Are Macintoshes used in the production?
Even though the Joe uses “another” platform, the show actually uses many! Macs have been essential to the creation of the show from the beginning. Even farther back, the Amiga and the Newtek Toaster were employed.
Currently we use Pentiums and Alphas for animation, Macs for Editing, Matte paintings and Compositing, and SGI’s for Compositing and titling. If that isn’t platform independent, I don’t know what is! The arsenal looks like the following-
Alphas for design stations serving 5 animators and one animation assistant (housekeeping and slate specialist). Most of these stations run Lightwave and a couple add Softimage. VERY plug-in hungry. PVR’s on every station, with calibrated component NTSC (darn it, I hates ntsc) right beside.

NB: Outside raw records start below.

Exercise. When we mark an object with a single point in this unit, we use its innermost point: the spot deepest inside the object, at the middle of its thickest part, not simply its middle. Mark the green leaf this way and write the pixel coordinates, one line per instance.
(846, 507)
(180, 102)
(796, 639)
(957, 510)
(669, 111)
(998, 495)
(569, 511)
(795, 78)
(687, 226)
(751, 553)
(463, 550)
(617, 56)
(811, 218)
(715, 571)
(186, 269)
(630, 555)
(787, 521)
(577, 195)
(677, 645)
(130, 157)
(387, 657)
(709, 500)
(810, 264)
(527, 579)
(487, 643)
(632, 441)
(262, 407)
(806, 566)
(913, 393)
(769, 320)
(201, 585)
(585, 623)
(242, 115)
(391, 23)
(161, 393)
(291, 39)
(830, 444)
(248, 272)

P6’s in quad enclosures for part of the renderstack, and Alphas for the rest, backed up 2x per day to an optical jukebox.Todd Rund
Completed shots output to a DDR post rendering and get integrated into the show.
Shots to composite go to the Macs running After Effects, or the SGI running Flint, depending on the type of comp being done, and then to the DDR (8 minutes capacity on the SGI).

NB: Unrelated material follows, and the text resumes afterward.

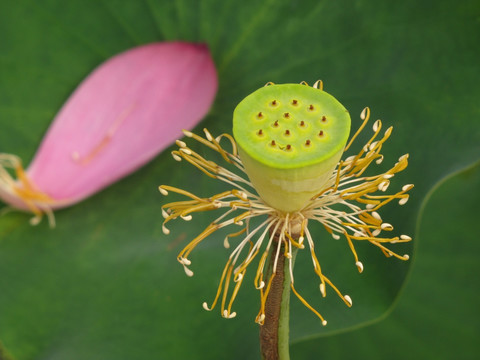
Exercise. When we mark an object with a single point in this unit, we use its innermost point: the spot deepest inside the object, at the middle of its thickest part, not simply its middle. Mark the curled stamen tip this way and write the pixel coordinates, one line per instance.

Boy it sure sounds easy! The only problem is, we have a killer schedule and very picky producers, and ESPECIALLY picky viewers! 🙂
It is, however, a bunch of fun!
Actually using the tool was of course far less glamorous, as Computer Chronicles demonstrated in an early demo in 1988. But it’s still stunning, even there:
But these easy switching, transition, and titling tools – even if the aesthetic is dated now – could sure come in handy in 2020s software. I do hope developers look back at some of the analog-era stuff. We’ve lost a lot of the directness and immediacy of some of the hardware and software of the time. (I hated VHS for its never-ending degradation, but wow, was it easy to use a physical jog wheel on a two-deck controller – for one example. And of course, people still use Edirol-now-Roland V4s.)
OBS, I’m looking at you.
Tons of musicians are now using trackers and other Amiga-era music tools who never had access to them – or weren’t even born yet – in the 90s. So maybe it’s time for some of the visual ideas of the Amiga to get a reboot, too.
For more on that musical history, see the last CDM Amiga flashback:
And yeah, I never get tired of watching Andy Warhol and Debbie Harry at the 1985 debut of the platform:
Oh, and one more bonus – speaking of Wil Wheaton, here he is telling a little girl how to deal with being called a nerd. (I’m… guessing if you’re at this point in this article, this is probably relevant.)